That girl? Weak, sad, miserable, terrified, and just barely holding life together under the seemingly beautiful exterior. I prided myself on my diet and the fact that I hadn’t lost my vigor (or my hair) during the course of my treatment. I was a poster child for vain pride, but neither self-acceptance or self-love. After I was given the all clear and pasted with the sticker of “in r——ion,” I slowly started to conquer my compulsive habits and realize that I had a serious problem. I ballooned. More than 100 pounds in the course of a year. Hell, more than 100 pounds in the course of about 4 months, if I’m being honest here. Still didn’t have a great view of myself, but I felt healthier once I stopped the restriction and obsessive exercise. I could sleep through the night again, and suddenly I just started to feel better all around.
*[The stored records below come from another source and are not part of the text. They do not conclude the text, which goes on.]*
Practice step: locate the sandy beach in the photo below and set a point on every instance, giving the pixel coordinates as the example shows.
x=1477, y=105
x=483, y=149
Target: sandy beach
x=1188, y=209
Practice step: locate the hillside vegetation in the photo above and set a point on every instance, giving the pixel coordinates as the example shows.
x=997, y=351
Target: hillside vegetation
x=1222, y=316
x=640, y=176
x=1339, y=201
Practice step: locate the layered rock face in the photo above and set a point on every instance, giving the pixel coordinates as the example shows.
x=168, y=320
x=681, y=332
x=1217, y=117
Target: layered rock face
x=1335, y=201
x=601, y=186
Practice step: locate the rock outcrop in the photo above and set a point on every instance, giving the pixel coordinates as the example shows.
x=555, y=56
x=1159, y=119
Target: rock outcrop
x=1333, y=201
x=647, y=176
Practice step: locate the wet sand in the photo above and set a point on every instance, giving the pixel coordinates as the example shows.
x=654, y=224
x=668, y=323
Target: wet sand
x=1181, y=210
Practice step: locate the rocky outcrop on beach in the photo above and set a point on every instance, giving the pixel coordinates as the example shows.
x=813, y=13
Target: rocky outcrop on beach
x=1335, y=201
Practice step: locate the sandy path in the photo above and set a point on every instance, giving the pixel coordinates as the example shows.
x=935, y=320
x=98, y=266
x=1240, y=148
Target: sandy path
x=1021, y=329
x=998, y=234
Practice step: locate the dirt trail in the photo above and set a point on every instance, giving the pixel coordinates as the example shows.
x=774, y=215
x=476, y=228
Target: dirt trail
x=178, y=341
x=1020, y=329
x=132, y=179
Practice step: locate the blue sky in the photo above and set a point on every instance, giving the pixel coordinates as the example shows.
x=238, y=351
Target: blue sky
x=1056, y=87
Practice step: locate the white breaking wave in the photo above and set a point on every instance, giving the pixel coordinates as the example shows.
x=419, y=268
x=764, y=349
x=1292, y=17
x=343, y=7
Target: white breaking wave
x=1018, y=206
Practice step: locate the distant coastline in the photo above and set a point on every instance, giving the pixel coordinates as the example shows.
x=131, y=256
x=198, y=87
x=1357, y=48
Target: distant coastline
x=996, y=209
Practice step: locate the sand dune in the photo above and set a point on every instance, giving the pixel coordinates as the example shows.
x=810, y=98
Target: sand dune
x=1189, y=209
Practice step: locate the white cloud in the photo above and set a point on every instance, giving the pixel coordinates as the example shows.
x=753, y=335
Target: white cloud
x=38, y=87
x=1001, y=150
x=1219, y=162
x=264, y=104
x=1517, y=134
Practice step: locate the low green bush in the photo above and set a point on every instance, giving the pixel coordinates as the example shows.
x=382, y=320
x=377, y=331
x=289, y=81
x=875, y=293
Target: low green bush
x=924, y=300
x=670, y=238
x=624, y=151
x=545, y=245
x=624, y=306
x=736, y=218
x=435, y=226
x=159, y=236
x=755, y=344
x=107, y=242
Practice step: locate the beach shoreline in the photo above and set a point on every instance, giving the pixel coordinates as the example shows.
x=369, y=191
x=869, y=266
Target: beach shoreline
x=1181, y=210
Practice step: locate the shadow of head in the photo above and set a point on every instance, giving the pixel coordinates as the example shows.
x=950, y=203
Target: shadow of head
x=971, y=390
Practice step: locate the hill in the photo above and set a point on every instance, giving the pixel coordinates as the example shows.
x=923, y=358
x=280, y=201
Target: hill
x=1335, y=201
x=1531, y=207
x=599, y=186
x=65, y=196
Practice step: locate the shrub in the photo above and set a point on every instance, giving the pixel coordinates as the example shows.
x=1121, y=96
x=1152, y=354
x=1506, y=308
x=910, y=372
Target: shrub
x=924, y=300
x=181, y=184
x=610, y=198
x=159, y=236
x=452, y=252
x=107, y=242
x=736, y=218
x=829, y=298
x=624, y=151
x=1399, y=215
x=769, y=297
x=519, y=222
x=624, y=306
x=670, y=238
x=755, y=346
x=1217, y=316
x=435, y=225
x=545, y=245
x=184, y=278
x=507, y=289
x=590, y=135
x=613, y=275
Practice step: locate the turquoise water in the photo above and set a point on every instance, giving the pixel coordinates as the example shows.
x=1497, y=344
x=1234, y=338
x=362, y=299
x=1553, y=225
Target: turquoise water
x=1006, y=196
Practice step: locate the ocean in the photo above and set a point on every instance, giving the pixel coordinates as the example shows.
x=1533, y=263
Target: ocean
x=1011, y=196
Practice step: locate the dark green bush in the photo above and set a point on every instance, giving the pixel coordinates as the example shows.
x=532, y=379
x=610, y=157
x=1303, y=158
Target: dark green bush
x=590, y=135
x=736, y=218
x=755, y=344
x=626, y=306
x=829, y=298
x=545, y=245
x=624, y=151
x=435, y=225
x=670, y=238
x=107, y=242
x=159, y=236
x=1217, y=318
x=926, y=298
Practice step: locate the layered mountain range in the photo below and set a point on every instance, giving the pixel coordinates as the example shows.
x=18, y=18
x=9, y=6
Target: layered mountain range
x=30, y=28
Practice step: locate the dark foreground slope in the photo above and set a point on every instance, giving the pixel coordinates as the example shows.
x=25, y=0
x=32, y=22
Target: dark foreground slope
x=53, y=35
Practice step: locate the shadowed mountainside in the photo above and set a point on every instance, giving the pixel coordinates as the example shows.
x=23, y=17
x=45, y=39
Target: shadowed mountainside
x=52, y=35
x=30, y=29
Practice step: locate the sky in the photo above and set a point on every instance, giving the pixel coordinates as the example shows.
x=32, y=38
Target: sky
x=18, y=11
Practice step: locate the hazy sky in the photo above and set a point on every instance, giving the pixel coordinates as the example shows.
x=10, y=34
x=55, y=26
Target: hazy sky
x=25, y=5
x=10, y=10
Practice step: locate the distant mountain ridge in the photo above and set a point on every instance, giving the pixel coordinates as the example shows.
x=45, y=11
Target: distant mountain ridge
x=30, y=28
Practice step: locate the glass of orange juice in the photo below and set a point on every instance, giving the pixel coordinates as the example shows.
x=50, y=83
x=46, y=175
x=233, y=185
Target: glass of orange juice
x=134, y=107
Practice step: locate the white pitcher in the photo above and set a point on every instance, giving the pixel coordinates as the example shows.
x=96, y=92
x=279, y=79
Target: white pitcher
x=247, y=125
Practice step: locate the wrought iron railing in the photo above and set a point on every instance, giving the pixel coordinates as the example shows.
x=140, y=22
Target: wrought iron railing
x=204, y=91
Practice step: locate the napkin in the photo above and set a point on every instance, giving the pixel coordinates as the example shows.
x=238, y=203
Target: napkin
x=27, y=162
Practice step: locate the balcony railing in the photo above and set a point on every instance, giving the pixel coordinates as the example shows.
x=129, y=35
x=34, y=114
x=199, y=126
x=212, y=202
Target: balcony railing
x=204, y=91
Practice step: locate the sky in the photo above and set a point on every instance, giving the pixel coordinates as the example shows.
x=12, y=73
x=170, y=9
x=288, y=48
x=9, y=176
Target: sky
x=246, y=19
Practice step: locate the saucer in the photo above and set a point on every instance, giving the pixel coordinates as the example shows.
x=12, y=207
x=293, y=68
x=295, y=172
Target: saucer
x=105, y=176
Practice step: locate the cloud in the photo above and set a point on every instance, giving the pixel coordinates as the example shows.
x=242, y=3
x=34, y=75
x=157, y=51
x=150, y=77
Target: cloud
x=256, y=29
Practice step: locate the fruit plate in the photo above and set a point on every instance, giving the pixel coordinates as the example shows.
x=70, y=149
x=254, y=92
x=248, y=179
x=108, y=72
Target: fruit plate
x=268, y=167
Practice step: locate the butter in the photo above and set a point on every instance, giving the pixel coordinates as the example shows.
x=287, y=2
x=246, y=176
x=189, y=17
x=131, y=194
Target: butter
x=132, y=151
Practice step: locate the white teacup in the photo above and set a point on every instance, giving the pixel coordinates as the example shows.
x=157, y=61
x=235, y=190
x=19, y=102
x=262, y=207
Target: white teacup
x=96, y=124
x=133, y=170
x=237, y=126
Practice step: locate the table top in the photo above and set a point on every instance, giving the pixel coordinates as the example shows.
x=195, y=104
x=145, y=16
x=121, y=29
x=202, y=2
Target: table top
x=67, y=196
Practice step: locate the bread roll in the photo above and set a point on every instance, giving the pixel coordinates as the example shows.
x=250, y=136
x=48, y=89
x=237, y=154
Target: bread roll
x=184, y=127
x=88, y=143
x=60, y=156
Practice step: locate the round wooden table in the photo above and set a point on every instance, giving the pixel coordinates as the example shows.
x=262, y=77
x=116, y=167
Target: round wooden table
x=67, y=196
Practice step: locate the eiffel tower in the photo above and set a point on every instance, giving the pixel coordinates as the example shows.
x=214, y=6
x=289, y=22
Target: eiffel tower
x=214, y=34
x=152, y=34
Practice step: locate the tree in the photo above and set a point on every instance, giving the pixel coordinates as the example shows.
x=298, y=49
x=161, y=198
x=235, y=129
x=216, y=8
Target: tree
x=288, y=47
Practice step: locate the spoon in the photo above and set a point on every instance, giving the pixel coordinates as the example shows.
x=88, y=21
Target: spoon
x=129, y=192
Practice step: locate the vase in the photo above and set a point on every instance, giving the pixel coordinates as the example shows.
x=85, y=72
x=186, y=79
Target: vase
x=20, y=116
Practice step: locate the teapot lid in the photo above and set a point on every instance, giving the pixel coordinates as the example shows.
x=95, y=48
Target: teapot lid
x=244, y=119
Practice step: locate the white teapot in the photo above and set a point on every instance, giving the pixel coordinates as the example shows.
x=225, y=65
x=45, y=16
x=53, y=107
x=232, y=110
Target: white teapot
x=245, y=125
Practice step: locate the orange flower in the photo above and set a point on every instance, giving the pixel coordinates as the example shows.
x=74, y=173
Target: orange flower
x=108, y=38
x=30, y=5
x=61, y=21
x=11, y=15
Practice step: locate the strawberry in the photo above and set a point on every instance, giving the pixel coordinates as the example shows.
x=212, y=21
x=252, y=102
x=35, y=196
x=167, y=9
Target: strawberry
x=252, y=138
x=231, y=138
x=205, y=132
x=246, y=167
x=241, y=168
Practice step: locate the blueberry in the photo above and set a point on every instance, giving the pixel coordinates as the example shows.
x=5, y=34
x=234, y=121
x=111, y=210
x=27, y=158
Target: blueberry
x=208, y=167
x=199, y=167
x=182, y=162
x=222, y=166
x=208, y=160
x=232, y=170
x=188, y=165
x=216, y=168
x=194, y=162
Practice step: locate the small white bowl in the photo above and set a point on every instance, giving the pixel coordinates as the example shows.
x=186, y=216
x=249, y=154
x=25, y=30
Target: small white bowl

I found a partner who, while not super supportive or loving, stayed with me despite my weight. I should have seen the warnings, should have held out for someone who loved me because of my body and all it encapsulated and not despite it. But I didn’t, and I hated myself more every day because I just couldn’t shed the weight, even with my lover’s “help.” He would do everything from fat shaming to pinching my body fat to sabotaging meals he saw as unhealthy. I saw this as his attempt to help me, because I still didn’t care for myself. I heard how worthless and disgusting I was from society and, more detrimental than that, I heard it from my would-have-been spouse and family. At this point in my life, I started to hide. I hated how I looked and didn’t want to put anyone else through the horror of having to look at me.
That girl? Still weak, sad, miserable… still barely holding it together, but this time she didn’t have the “beautiful exterior” to rely on and fell way down the rabbit hole of self-loathing. That dark and scary rabbit hole led to an eventual suicide attempt. Luckily, it didn’t work. Obviously, lol. And I am so happy that it didn’t.
I woke up the morning after my failed attempt and decided that that was quite enough of that, thank you very much, and that I was going to fix myself and my attitude. And you know what? It worked. I put myself on a strict diet of positive self-talk and redefinition. I embarked on more than three years of self-imposed celibacy to try and correct my pattern of abusive choices in partners. Turns out… yep, that was exactly what I needed. I needed to discover myself again, my positive outlook, my independence, my love for life. At the end of three years, I was amazed at who I saw when I looked in the mirror. I was big *and* beautiful. I was complicated *and* lovely. I was kind *and* feisty. And that was ok; I could be each of those things. I could be a big ol’ mass of contradictions and still love every convoluted inch of me, just as I am.
Now, that girl? She doesn’t care if people in the grocery store mutter when they spy cookie dough lounging in her cart. She just happily tosses in that bag of oranges and goes on about her day. That girl doesn’t mind when parents come into her place of work and ask her if she gets stuck in the tunnels (oh yeah, that girl? She works in a children’s museum. Lol). Well, truthfully she minds like hell, but it no longer pokes holes in the delicate balloon of her sense of self-worth. That girl has the most amazing husband who loves her just as she is, not despite her size, but because her beautifully big, imperfect body holds in all of her sass, her talent, her intellect, and is currently creating and nurturing their first child. And that man? He’s just about the best thing to ever happen to any human being; and this woman, yes this woman right here, is the luckiest person in all of the world because that man chose to love her just as she is.